Where I once aspired to be.

When people used to ask me how I could have five children (and write, teach, homeschool 3 of them, office manage, research, have a beautiful house, do my own eyebrows and bake the best cookies that ever lived outside Mrs Fields kitchen ) I really wanted to shrug nonchalantly, wave my hand carelessly and reply "Oh, it's nothing. I'm just a multitasking, hardworking, kickass kinda woman." And then smile mysteriously. Exuding an aura of power and zenlike peace.

But that would have been lying. Because as well as being a kickass kinda woman, I was blessed to have working for me...a housekeeper/babysitter/caregiver/Nanny. She was a super powered kickass kinda woman. She cooked, cleaned, read stories to my child, weeded the garden, did all the laundry, and made sure I never found out that my children were complete slobs.

And then we moved to New Zealand. Without the housekeeper. And I was cruelly thrust out of the cocoon of comfort where i had lived for more than fifteen years, and into the big bad world. Suddenly, I really was Laura Ingalls Wilder. Alone in the wilderness and expected to do everything by myself. (Okay, so maybe a 4 bedroom in West Auckland isn't reeeaally the same as a sodhouse cabin on the banks of Plum Creek...but it FEELS like it sometimes. Work with me here!) At first, I went into manic hyperdrive. This house was my castle dammnit - and this castle was NEVER going to have a sloppy, dirty day. I cleaned. All the time. I scrubbed. All the time. I cooked. All the time. Because that chest freezer was going to BURST with the evidence of my homemaking prowess or somebody was going to be sorry they got in my way. I ran this place like a military regime. The children had to eat all their food outside. Standing up. Rain or shine. (hello, thats what umbrellas are for?) Because I didnt want them to mess up my sparkling kitchen.If I found wet towels on the floor in the bathroom - then the offending child had to pay. With blood, sweat and tears. Because THIS IS MY CASTLE! And it has to look like Vogue House and Garden ALL THE TIME!

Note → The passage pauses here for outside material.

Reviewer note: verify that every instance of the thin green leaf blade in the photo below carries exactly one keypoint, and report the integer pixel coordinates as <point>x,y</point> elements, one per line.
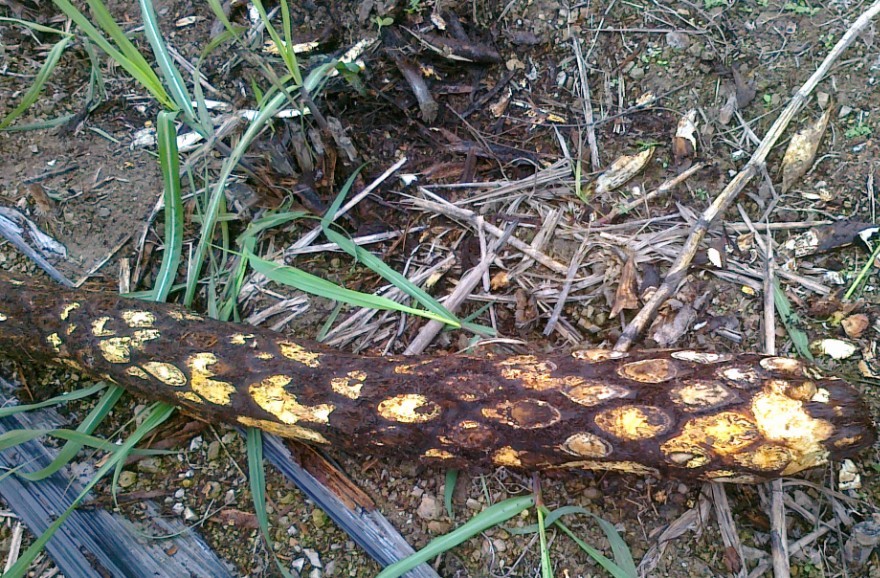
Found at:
<point>491,516</point>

That delusional phase quickly passed. Thankfully. I don't know how much longer my family would have endured my dictatorship. Now, I take a far more relaxed approach to life in this wilderness. And I've made some important realizations.

1. If you don't make your bed for a week. You can still sleep in it. (Who knew?!)
2. Ironing is highly overrated. Wrinkly is the new en vogue. School uniforms? Pshaw - nobody cares. Church clothes? Hang em up the night before and theyre fine. Better yet, put a winter coat on over them and nobody will even see your creased self.
3. If you dont scrub the toilet EVERYDAY...nobody dies. Nobody gets the plague. (You're getting some earth shattering advice here, i hope you're writing this stuff down. Tattoing it on your head. )
4. If you get rid of all your excess dishes and ONLY have the exact number of plates/cups/bowls as there are people in your house - you will never have lots of dirty dishes. Because everyone will have to wash something everytime they want to eat.
5. If you're vacuuming and your kid wants you to come play on the trampoline with her - go immediately.Because when you play a lot with your children, they are much more likely to be happy when you tell them to clean their rooms or scrub the shower.
6. The best way to get your house cleaned - is to invite people over for dinner regularly. Especially people who have children. Because then your own kids go nutty cleaning the place because they dont want their friends to think we are total slobs.
7. My housekeeper was HUGELY underpaid. And when I win Lotto Im sending her a big fat bonus.
8. My family's sole purpose is NOT to keep my house clean and worthy of inclusion in Vogue magazine. My family are the people I love, laugh and live with. And a house is made for a family. To live, love and laugh in. (Definitely tattoo that one on my head please.)

And now, if people ask me HOW can i have 5 children and still do all the other stuff I do - I can shrug nonchalantly and reply, "Oh its nothing. Im just a multitasking, hardworking kickass kinda superwoman." And smile mysteriously. Exuding an aura of power and zenlike peace. Because I am Lani Wendt Young, this is my castle, I dont have a housekeeper/babysitter, and WE ARE ALL STILL ALIVE.